Antonio: Well, you know it’s I would say that you know, interaction, you know e-mails – e-mails open rates are down. That I’ve seen that across and I’ve talked to guys like Derek Halpern, I’ve talked to my friend Kelsey Bratcher, you know over at two good – I think it was two gun souls – Two Guns Marketing. He was Infusionsoft marketer of the year.
So, seeing, you know, talking to these guys about what they’re seeing there, seeing that, you know, you know, over – overall open rates and just engagement for audiences hasn’t always worked out super well or has gone down. You know little things like that, I’m like, okay, I need to figure out new ways to better engage and to grow. And I’ve got – personally, you know, it’s like I have certain – I view them as like problems, but I also view them as challenges like how can I go in there and figure this out.
Brock: Yeah. Yeah. I’ve noticed that too with my e-mail list and I’ve – I was trying to figure it out, I was like is it the topics that I’m covering, my subject lines or you know, but, no, it seems like people are a little less interested in e-mails these days.
Antonio: I think that – I think that you know, what we’re seeing is it’s really reached a saturation point where people are just overwhelmed. There is too much out there from videos to podcasts to every platform.
So, what you’ve got to ask is that’s the reality, what can I do to shake it off to break out of it – and I realized it’s – it’s probably become more remarkable and, you know, it used to be remarkable was nice, but now it’s almost becoming mandatory.
So, there’s still like I get e-mails from Seth Godin and I still read everyone because his e-mails are remarkable.
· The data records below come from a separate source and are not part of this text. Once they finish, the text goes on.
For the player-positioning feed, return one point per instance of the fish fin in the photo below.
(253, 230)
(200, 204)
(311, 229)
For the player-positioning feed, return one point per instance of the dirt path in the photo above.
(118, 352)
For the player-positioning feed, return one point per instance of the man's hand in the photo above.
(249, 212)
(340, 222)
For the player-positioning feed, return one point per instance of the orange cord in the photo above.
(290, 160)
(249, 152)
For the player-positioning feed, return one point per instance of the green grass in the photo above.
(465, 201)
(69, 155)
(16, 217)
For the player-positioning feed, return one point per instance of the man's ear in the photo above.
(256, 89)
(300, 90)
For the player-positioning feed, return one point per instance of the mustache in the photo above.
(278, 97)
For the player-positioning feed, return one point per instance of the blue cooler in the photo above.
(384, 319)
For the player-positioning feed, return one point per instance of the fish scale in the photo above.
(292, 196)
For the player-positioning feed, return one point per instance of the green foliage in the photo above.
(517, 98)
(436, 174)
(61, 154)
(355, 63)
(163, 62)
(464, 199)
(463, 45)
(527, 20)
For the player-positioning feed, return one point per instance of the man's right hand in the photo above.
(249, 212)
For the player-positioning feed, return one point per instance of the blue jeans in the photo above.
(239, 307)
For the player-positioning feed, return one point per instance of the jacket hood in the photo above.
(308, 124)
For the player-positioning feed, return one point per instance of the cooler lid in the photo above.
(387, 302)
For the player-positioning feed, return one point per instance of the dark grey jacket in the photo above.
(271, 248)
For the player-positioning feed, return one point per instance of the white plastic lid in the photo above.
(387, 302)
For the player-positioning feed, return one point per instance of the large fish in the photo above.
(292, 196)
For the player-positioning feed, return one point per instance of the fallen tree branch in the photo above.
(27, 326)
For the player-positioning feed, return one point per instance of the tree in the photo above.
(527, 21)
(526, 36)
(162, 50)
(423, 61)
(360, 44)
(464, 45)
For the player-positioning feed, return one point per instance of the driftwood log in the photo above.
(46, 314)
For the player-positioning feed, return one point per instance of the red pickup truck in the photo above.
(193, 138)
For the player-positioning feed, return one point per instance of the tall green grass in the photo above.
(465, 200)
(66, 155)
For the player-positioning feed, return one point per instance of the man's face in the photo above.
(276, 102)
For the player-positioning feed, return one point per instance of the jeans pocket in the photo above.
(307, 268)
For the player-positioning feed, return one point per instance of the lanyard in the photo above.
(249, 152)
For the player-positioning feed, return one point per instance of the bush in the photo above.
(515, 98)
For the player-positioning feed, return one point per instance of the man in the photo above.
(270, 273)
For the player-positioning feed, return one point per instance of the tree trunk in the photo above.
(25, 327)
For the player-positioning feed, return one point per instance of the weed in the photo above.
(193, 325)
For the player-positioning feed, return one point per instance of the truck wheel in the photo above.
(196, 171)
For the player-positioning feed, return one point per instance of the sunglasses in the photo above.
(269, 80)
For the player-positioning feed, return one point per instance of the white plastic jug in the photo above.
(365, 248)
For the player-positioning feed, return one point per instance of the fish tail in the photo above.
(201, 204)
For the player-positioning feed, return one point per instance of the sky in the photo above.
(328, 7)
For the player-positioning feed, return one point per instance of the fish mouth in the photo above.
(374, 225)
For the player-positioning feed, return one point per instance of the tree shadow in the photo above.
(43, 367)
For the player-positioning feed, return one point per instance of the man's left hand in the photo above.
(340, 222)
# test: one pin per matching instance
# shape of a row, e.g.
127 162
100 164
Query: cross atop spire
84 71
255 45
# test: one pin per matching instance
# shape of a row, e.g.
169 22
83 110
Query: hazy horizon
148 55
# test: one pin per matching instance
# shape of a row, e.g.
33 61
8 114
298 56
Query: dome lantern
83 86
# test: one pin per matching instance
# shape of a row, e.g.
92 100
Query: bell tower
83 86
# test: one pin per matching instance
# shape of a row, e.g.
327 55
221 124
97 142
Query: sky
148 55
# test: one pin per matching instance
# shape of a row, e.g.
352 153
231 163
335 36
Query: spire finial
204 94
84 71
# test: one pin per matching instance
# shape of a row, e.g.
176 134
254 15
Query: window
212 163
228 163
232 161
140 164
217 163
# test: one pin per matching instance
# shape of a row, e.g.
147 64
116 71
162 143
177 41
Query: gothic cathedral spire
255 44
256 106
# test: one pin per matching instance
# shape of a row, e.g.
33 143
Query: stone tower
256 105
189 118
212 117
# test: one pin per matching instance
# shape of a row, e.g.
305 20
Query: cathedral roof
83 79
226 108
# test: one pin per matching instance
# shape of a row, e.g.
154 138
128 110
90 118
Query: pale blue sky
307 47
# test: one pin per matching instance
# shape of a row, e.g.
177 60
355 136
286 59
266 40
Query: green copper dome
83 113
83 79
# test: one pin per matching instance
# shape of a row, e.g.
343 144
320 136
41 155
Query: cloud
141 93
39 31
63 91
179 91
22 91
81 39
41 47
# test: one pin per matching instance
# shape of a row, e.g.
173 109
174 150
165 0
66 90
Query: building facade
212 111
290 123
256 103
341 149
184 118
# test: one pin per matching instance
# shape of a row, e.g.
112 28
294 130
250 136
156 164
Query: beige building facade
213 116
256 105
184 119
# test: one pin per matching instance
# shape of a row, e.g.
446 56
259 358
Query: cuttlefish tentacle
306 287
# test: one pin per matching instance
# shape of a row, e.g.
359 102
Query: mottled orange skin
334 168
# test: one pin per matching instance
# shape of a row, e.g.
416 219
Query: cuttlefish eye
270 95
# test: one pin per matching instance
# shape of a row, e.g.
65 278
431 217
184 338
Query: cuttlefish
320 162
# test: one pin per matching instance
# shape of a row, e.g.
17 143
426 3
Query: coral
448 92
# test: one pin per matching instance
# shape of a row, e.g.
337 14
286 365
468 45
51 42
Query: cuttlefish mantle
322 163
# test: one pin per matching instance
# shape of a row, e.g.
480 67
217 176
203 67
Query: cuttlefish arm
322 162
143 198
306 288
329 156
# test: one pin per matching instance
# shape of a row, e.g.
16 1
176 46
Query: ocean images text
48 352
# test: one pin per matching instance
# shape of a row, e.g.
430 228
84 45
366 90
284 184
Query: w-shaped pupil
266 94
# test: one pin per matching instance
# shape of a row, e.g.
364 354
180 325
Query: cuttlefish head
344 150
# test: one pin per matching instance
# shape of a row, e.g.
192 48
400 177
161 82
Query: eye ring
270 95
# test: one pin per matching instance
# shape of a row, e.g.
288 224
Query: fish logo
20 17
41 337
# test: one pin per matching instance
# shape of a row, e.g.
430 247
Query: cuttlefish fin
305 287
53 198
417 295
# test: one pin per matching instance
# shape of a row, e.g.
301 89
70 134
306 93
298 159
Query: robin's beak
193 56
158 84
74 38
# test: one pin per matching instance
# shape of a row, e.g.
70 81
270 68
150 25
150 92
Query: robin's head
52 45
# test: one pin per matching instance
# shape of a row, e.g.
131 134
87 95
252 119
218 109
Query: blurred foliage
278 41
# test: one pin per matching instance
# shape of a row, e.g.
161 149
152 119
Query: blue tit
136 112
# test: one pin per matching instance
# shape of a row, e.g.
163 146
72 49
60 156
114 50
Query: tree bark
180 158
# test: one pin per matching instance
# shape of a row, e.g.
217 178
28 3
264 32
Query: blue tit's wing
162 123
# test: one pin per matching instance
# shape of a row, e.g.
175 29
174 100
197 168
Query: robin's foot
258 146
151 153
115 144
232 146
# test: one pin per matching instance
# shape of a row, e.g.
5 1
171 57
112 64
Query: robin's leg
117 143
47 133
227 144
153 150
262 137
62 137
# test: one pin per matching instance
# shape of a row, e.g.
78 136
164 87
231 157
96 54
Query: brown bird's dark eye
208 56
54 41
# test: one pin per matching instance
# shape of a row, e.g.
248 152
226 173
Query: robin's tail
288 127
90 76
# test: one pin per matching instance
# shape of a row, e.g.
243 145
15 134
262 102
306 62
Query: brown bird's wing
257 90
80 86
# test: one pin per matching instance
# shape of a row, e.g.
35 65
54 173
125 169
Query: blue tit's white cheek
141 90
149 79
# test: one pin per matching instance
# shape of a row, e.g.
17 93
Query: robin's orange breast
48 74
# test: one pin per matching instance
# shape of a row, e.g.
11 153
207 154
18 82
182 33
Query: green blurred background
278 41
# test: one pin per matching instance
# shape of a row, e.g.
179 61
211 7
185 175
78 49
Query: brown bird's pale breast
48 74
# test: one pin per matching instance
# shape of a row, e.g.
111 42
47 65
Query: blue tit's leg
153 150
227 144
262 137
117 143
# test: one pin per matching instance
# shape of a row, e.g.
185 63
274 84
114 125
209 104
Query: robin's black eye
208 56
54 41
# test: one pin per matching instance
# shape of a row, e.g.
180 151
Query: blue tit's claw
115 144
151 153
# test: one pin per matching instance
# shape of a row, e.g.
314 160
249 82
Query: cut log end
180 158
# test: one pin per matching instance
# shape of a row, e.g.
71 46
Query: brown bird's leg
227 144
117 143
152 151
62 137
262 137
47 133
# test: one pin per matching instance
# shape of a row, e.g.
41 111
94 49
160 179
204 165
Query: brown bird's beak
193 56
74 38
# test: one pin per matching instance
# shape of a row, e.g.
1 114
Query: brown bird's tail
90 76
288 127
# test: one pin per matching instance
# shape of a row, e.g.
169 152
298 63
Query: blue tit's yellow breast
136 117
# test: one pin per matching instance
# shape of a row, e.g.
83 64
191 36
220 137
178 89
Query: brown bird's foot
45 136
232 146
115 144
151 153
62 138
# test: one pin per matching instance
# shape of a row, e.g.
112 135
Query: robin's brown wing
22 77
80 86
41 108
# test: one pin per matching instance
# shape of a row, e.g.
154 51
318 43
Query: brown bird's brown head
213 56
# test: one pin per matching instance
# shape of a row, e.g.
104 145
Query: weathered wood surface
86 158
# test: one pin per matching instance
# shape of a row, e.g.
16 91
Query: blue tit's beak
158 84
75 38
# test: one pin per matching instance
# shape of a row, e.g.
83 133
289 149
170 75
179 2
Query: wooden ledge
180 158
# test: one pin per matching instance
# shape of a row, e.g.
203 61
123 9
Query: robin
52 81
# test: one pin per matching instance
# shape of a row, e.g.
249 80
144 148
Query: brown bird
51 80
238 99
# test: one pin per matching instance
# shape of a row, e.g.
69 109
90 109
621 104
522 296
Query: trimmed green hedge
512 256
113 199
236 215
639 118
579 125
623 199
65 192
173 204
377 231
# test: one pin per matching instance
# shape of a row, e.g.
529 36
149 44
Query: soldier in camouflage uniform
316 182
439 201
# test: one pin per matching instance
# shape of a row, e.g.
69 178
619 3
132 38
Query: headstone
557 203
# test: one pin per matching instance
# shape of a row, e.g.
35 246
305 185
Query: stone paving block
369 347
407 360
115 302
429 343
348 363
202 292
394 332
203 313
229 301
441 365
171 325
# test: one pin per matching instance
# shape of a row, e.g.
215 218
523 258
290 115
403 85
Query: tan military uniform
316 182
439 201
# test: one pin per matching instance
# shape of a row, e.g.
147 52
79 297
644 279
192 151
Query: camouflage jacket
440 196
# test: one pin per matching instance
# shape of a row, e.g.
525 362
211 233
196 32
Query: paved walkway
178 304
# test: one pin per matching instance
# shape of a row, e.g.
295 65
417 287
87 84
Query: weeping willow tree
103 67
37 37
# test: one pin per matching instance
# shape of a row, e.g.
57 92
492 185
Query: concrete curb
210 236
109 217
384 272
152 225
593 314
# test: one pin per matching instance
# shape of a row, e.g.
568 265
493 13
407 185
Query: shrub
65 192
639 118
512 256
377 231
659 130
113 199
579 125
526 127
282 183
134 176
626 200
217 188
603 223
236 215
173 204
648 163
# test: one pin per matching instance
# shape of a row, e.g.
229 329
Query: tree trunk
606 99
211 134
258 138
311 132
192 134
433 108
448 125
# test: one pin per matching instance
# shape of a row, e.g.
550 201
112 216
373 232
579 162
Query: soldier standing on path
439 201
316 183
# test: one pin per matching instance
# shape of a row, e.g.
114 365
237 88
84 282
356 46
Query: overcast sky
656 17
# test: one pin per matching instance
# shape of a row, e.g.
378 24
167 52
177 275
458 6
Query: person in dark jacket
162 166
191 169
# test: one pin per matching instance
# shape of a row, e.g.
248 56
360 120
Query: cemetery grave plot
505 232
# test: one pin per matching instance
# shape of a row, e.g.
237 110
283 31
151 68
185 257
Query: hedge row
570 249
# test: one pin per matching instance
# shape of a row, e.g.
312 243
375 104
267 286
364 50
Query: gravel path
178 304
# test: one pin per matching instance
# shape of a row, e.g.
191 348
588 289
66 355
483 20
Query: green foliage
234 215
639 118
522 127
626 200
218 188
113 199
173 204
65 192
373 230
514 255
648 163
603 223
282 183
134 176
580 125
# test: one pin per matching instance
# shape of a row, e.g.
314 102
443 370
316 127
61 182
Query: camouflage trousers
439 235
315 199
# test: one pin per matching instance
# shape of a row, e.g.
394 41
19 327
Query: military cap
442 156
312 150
You know there are certain people who I continue to stay in touch with and follow because they are that good. And that’s what I’m realizing that if I want to stay on top, I’ve to become that good.
Brock: Yeah. That makes sense.
Is there anybody – is there anybody else like Seth Godin who you really look up to and follow consistently and maybe recommend to other people look to for advice?
Antonio: Well, if they’re a business owner, definitely go check out Andrew Warner over at Mixergy. His stuff is amazing and he interviews just all these great entrepreneurs. You know there’s – I’ve just actually talked with Yaro Starak. You know he’s out in Hawaii right now and you know he’s been doing this online thing for twenty years. And he runs Entrepreneurs Journey, amazing guy.
And what I, you know, talking with him we were at a conference in London together and it’s just interesting because he’s – he’s been doing this for twenty years online and he’s very – had — very, very successful. But for him, he watches these trends and these – things go in in cycles and he’s already seen three cycles. There is the internet 1.0, internet 2.0, and now, we’re kind of going into a new one and you’re seeing what was new or what was old is now new again. And it’s like things are reinvented but in a different way. And you see some people go under and you never – they never really regain their footing. Other people are very good at recreating themselves and kind of popping up there.
So, I plan on being one of those guys that’s very good at recreating themselves. I had some success with internet 2.0 and I’m looking at with internet 3.0 being really at even a higher part in this wave that’s going to be happening.
Brock: Nice. Awesome.
Cool, man. Well, we’re excited to see what you do with the business and everything else going forward and we’ll link to all of your various properties in the show notes. But, where – where should people go if they want to get to know you?
Antonio: Just type in Real Men Real Style or Antonio Centeno, they’ll find me.
Brock: Cool. Well, thanks for coming on the show.
Antonio: Yeah. Good to talk to you, Brock. Take care.